Martinez was the chairman and CEO of Sears from 1992 to 2000. In 1992 the company lost $3.9 billion. By 1994 its earnings were in the black, with a profit of $1 billion. By 1998 Sears again was in financial trouble, and again Martinez revived the company. In this very readable book, Martinez (with coauthor Madigan) tells how he did it, stressing the importance of the customers and employees. Know your enemy, he advises, and know the history that created your company. And in a competitive, changing marketplace, time is not your friend, he warns. Business leaders and managers will find his words absorbing; workers on the bottom rung of the ladder will get a glimpse of the machinations at the top; and all readers of business books will find much to ruminate over. George Cohen
Copyright © American Library Association. All rights reserved


文摘 Chapter 1

Sears' History:
The Bad and the Brilliant

In the life of every individual and in the life of every corporation there is a defining moment. The thinking, the abstraction of planning, melts away, the fog lifts, the air clarifies, and under a bright sun and fresh sky, what must be done takes on a stunning, undeniable shape. It is rare that an event of that nature would happen in the life of a corporation and in the life of an individual at the same time.

My moment, and Sears' moment, too, came on a company jet with a handful of Sears executives heading home from a trip to Mexico to review the company's business there. It was early December 1992. I had been on the Sears team for only three months. I had been brought in to revive the Sears retail business, its merchandising group, and potentially to run the whole company. (I'll tell you later about the unusual journey that carried me to Sears, a trip that led some to conclude I had lost my mind.)

My first weeks on the job had been real eye-openers.

I dove deep into this treasure of a company and found layer upon layer of trouble, a hemorrhaging of red ink, indecision about what to do, and an almost palpable anxiety.

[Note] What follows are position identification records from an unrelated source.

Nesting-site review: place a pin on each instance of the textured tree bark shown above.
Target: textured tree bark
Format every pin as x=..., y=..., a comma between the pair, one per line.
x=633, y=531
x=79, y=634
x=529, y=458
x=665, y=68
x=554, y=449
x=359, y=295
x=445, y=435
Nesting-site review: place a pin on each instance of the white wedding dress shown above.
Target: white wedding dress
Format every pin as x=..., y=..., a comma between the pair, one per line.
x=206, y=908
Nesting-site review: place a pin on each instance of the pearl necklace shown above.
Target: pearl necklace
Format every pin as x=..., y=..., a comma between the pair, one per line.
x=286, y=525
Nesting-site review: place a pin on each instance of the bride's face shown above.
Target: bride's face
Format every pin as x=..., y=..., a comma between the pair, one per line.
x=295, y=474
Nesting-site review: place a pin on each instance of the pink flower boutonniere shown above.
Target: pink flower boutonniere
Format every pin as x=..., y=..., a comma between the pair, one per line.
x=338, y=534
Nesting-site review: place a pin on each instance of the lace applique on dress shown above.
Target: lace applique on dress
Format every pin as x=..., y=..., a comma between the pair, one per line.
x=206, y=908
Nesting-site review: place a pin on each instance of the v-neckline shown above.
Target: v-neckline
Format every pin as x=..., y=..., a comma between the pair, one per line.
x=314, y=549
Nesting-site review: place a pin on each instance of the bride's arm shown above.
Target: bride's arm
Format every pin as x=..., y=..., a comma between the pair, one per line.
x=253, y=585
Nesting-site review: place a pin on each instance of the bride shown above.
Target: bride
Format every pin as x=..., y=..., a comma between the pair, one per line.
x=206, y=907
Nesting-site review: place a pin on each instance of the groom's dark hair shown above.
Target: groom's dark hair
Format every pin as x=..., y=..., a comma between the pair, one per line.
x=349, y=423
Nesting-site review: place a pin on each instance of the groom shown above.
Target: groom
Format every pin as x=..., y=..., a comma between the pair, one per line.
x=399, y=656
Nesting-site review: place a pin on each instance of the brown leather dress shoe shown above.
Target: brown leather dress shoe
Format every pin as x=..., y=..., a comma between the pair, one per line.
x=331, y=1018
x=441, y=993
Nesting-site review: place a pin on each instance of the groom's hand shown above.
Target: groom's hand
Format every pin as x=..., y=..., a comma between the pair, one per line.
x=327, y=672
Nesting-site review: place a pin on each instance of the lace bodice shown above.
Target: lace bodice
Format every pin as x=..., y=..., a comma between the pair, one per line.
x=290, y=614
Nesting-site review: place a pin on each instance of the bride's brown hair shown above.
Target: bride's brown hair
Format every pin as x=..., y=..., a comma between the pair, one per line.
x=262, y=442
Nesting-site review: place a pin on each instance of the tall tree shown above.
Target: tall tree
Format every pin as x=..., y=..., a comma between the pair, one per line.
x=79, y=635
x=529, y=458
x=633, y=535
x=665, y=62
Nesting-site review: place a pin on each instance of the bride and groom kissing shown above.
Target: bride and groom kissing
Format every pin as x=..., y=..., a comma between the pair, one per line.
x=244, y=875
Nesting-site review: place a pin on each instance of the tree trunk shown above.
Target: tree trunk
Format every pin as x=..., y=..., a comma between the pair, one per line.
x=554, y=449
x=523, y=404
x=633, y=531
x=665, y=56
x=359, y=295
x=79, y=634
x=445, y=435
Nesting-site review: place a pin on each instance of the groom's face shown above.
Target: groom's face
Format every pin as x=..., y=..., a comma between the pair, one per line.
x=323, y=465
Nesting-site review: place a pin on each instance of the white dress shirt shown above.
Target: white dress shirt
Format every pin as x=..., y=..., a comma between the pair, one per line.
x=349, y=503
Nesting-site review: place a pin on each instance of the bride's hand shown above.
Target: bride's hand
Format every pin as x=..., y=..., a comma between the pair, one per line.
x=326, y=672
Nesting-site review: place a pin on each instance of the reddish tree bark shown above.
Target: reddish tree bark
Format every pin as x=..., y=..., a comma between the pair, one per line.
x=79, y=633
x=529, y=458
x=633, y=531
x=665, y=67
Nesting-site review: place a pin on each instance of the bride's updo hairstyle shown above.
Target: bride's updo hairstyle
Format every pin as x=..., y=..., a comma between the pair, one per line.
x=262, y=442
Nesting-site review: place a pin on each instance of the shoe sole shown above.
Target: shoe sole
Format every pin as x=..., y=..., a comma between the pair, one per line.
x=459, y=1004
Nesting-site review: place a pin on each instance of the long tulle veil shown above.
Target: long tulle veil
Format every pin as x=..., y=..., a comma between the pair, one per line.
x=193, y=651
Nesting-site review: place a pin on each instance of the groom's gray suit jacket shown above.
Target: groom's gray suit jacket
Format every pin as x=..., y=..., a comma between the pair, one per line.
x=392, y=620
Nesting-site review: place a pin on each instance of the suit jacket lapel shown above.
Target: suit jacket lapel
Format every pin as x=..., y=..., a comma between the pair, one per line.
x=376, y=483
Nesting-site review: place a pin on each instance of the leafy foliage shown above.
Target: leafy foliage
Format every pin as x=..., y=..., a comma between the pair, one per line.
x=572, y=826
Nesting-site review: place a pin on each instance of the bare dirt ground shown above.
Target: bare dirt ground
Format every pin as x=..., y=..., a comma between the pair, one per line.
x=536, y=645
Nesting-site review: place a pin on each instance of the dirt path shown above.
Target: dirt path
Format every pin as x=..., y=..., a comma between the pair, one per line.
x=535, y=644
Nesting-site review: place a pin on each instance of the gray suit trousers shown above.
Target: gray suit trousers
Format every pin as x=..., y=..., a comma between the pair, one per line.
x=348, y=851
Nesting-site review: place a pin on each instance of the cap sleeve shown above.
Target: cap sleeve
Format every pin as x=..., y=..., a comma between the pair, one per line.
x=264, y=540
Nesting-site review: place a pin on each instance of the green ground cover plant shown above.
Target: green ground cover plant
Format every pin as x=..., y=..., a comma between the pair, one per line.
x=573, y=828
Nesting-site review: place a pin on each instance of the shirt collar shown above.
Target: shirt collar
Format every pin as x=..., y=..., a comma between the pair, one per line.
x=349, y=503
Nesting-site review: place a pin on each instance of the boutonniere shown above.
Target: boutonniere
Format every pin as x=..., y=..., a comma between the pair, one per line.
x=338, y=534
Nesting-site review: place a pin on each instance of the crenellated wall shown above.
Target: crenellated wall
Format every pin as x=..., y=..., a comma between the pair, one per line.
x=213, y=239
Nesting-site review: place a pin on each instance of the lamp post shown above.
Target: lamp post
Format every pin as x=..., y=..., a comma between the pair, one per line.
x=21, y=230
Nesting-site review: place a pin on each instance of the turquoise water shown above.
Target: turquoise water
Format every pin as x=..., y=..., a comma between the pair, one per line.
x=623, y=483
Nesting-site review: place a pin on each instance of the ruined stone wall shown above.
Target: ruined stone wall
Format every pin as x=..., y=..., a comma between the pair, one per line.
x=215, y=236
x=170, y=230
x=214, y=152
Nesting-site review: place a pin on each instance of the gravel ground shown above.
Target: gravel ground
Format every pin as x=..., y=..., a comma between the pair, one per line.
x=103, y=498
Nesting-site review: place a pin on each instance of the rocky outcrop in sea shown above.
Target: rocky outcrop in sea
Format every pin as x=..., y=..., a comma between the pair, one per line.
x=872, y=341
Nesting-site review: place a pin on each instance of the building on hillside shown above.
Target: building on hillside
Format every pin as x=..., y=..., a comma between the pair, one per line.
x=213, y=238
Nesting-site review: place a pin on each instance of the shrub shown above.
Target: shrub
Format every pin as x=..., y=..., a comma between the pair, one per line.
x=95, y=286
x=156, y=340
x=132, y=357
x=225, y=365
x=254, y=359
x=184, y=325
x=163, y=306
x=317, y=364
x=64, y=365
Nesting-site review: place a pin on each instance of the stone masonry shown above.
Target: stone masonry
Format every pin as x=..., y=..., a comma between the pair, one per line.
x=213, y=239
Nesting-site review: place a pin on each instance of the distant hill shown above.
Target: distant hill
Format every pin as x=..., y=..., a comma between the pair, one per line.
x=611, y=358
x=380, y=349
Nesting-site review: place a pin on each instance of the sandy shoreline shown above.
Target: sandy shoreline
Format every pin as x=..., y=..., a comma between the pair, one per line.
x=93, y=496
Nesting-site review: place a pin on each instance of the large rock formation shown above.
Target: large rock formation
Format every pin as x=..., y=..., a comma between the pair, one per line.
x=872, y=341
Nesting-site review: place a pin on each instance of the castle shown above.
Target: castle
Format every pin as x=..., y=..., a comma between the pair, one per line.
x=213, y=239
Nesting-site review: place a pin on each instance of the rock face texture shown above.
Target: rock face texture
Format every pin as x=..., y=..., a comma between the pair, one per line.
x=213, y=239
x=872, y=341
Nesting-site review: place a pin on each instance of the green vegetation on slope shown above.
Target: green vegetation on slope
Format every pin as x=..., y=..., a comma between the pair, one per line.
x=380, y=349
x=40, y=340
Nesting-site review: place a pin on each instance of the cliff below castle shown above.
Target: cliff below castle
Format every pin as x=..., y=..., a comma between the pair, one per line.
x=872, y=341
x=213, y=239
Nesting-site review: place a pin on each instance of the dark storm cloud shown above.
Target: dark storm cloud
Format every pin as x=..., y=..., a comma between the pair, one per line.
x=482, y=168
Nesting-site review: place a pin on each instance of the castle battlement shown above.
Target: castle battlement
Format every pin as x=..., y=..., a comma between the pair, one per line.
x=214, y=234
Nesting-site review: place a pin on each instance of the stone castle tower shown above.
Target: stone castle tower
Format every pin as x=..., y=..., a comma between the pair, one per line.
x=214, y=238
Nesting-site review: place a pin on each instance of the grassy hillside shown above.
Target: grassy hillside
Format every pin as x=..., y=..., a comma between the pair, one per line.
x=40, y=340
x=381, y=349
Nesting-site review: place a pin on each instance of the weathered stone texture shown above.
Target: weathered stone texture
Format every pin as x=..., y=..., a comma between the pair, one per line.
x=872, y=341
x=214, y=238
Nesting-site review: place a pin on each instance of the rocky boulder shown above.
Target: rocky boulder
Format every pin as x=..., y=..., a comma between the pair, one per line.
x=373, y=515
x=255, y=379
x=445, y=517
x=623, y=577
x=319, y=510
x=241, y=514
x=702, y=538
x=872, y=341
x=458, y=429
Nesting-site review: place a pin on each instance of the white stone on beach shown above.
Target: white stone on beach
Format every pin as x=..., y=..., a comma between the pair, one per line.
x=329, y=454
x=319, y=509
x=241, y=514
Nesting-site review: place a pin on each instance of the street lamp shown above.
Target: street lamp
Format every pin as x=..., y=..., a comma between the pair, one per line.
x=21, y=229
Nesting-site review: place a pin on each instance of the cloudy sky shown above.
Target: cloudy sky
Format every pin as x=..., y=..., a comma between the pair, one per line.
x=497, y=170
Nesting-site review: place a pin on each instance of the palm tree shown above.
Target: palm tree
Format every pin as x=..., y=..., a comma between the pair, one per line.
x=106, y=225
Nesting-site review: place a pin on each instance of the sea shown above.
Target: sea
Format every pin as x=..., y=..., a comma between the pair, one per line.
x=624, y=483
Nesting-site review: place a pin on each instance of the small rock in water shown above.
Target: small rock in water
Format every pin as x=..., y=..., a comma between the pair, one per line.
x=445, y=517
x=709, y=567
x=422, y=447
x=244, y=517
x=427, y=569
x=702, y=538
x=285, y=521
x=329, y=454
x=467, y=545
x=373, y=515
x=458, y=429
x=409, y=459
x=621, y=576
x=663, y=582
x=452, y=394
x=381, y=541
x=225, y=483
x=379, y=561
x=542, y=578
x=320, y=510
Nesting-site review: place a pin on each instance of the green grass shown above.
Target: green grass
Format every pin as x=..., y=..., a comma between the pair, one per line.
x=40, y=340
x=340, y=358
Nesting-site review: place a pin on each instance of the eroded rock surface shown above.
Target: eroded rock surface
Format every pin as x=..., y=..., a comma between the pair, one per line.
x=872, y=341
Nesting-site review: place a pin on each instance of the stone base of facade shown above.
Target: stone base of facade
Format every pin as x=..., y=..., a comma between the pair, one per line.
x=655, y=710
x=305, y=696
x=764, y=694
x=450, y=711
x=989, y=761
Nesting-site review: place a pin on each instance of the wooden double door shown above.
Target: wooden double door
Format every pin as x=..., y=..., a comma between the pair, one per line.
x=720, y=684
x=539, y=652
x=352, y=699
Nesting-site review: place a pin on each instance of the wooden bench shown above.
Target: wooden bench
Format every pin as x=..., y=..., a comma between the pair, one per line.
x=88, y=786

My most formidable adversary, and ultimately my strongest ally, would be culture, a century of culture and the mammoth bureaucracy it had created. Bureaucracy was so deeply developed and planted at Sears that it seemed for all the world as though the place had been designed by one of those obsessive Soviet functionaries at mid-century. At the same time, a lot of it took on the earmarks of the classic Potemkin village, with fresh paint and flowers on the outside masking an operation that was close to collapse. The enemy, I knew from the outset, was us. The challenge would be to find what was solid, dependable, even brilliant inside of this company and use it to create an entirely new Sears.